The cause of sporadic amyotrophic lateral sclerosis (SALS) remains unknown. We attempted to find out if occupational exposure to toxicants plays a part in the pathogenesis of this disease. In an ...Australia-wide case-control study we compared the lifetime occupations of 611 SALS and 775 control individuals. Occupations were coded using country-specific as well as international classifications. The risk of SALS for each occupation was calculated with odds ratios using logistic regression. In addition, the literature was searched for possible toxicant links between our findings and previously-reported occupational associations with SALS. Male occupations in our study that required lower skills and tasks tended to have increased risks of SALS, and conversely, those occupations that required higher skills and tasks had decreased risks of SALS. Of all the occupations, only truck drivers, where exposure to diesel exhaust is common, maintained an increased risk of SALS throughout all occupational groups.
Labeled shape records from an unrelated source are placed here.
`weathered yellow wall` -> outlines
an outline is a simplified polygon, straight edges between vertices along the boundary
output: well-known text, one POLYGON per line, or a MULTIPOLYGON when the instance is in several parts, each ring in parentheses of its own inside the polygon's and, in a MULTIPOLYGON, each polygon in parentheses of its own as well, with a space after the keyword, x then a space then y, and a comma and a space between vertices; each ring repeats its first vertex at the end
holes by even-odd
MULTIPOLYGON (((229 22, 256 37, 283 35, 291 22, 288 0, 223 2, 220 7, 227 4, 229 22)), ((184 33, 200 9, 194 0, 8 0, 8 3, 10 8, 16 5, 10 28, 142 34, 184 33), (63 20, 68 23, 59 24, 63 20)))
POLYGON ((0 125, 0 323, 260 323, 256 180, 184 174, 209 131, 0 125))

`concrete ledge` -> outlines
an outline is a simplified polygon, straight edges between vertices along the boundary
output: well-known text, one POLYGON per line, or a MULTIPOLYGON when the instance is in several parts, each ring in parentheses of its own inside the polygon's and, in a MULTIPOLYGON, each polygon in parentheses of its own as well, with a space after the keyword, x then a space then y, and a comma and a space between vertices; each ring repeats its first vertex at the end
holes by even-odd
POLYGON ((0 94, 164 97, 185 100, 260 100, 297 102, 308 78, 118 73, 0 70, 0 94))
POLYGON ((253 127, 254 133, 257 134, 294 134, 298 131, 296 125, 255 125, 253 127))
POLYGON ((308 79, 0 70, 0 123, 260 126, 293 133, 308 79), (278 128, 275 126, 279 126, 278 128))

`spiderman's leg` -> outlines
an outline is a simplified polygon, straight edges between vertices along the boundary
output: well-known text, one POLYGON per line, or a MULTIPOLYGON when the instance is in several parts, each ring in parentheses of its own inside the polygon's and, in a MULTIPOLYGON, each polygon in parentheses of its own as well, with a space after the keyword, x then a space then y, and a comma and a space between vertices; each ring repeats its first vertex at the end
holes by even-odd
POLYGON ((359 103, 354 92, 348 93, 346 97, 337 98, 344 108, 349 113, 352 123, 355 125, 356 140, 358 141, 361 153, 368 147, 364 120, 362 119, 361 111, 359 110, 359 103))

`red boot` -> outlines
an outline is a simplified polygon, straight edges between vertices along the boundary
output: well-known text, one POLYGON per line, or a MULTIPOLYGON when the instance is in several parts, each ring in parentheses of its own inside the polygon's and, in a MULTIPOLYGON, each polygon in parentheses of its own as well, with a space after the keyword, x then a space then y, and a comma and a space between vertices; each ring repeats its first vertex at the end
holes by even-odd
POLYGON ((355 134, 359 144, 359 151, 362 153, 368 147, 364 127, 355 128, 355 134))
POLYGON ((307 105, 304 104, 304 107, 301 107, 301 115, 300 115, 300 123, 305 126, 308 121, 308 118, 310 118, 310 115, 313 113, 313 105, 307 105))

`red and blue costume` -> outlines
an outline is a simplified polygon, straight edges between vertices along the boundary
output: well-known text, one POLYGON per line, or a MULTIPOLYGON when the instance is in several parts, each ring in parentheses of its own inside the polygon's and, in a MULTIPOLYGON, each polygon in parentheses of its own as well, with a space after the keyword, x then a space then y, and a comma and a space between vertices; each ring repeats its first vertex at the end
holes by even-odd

Another large case-control study has also found truck drivers to be at risk of SALS, and almost two-thirds of occupations, as well as military duties, that have previously been associated with SALS have potential exposure to diesel exhaust. In conclusion, two of the largest case-control studies of SALS have now found that truck drivers have an increased risk of SALS. Since exposure to diesel exhaust is common in truck drivers, as well as in other occupations that have been linked to SALS, exposure to this toxicant may underlie some of the occupations that are associated with SALS.